The immunization process is also long: Three to four weeks have to pass between doses, depending on which vaccine a person receives, and the vaccine is not fully effective until about two weeks after the second dose, so people should keep that in mind when making plans.
Dr. Colleen Kelley, an associate professor of infectious diseases at Emory University School of Medicine in Atlanta, Georgia who is involved with the Moderna and Novavax vaccine clinical trials, said that normal travel patterns would likely not resume until large portions of the population are vaccinated, citing concerns about potential transmission to people who were not vaccinated.
"We need to get large numbers of people vaccinated before we're kind of free to go back to normal living," she said. "It's not like you have a force field around you if you've gotten a vaccine."

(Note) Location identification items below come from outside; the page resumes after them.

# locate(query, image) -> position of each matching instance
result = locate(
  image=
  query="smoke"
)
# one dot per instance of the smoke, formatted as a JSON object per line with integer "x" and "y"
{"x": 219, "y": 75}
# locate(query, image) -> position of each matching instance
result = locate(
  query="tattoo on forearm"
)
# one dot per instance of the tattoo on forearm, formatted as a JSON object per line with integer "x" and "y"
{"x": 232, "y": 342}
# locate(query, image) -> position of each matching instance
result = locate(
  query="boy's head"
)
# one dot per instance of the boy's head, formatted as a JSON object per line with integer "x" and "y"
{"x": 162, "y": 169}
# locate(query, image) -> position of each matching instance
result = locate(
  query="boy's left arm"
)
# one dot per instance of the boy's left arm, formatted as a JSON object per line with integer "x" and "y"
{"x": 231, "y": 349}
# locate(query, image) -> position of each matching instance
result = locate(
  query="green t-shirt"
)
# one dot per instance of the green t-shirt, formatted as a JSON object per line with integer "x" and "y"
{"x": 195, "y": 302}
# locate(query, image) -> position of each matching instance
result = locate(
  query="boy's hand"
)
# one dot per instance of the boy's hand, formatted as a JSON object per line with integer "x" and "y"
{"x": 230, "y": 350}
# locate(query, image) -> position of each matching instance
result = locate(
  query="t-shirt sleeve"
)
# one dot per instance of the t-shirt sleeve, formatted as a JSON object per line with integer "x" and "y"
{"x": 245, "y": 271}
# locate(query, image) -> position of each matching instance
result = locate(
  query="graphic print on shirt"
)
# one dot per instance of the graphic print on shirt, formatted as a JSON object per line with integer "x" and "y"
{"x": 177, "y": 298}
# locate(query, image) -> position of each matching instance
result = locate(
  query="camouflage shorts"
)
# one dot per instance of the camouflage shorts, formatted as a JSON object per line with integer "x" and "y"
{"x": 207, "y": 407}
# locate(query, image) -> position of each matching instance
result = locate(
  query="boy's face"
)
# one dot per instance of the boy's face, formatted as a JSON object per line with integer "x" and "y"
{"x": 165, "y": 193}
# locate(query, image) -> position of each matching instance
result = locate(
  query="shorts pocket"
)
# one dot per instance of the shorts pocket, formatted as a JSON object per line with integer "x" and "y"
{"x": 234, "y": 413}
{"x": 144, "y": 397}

Take appropriate precautions
If you do have to travel after receiving a COVID-19 vaccine, experts recommend following standard precautions like wearing a mask and frequently washing your hands, as well as distancing from other passengers as much as possible.
"If you continue to wear your mask, wash your hands and social distance, yes, you can travel," said Dr. David Buchholz, the senior founding medical director for primary care at the Columbia University Irving Medical Center in New York, who noted that he has been using the New York City subway system since March. "I have absolutely no concerns about (the subway) because I do those things. So the vaccine should make you feel a little bit better, but you still need to do all of the stuff that you would have before."
Dr. Scott Weisenberg, an infectious disease specialist at NYU Langone in New York, said that any travelers should also consider their own risk if they do contract COVID-19.
"They would need to factor in the chances that they could get infected either before or during the trip," he said. "With the vaccine, the odds of that happening are much, much less, especially getting severely ill, but they would still want to make sure they factor that into decisions."
Beyrer also said that travelers should consider just how they will be traveling — driving in a personal car is safer than traveling by train, but if a train's windows can be opened for ventilation, that's safer than an option with less ventilation. It's also important to think about the places you'll pass through on the journey.
"It doesn't appear that planes themselves are areas where there's much transmission, but airports are, because they're crowded and it's hard to stay apart from other people," Beyrer said. "We know that cruise ships and other ships are tight indoor environments and have had very severe outbreaks, so it's probably too early to resume those activities."
Consider where you're traveling
Experts say it's also important to think about where you're going, and what the coronavirus rates in that area might look like.
"In our current surge, it's probably not ideal for people to be traveling, whether they're vaccinated or not," said Kelley, citing high rates of community transmission. "Let's remember there can be vaccine failures. We still don't know for sure whether asymptomatic spread is possible in vaccinated people. I think it's likely reduced ... We need some additional data before we fully understand the implications of the vaccinated person who is in a community where widespread transmission is still ongoing."
Weisenberg said that travelers should think about the health care that might be available in a certain area if they do happen to get sick or spread the virus to others.
"If somebody is going to be traveling to another area that has high-level health care, then they would have the same risk than if they were in a place where they have the same access to health care, unlike if they are traveling some place that does not have the same health care (such as) hospital access and oxygen availability and that sort of thing," he said.
Buchholz and Kelley said that what you plan to do once you arrive in your destination should be carefully considered: Kelley recommends avoiding crowds and following public health measures until community transmission is more under control.
"The issue of travel is not usually the travel itself, it's that you're often going somewhere to visit a group of people that are not part of your quarantine pod and therefore you're potentially exposing yourself and others," he said. "The risk when you're traveling is really who you're seeing on the other end, not the travel itself."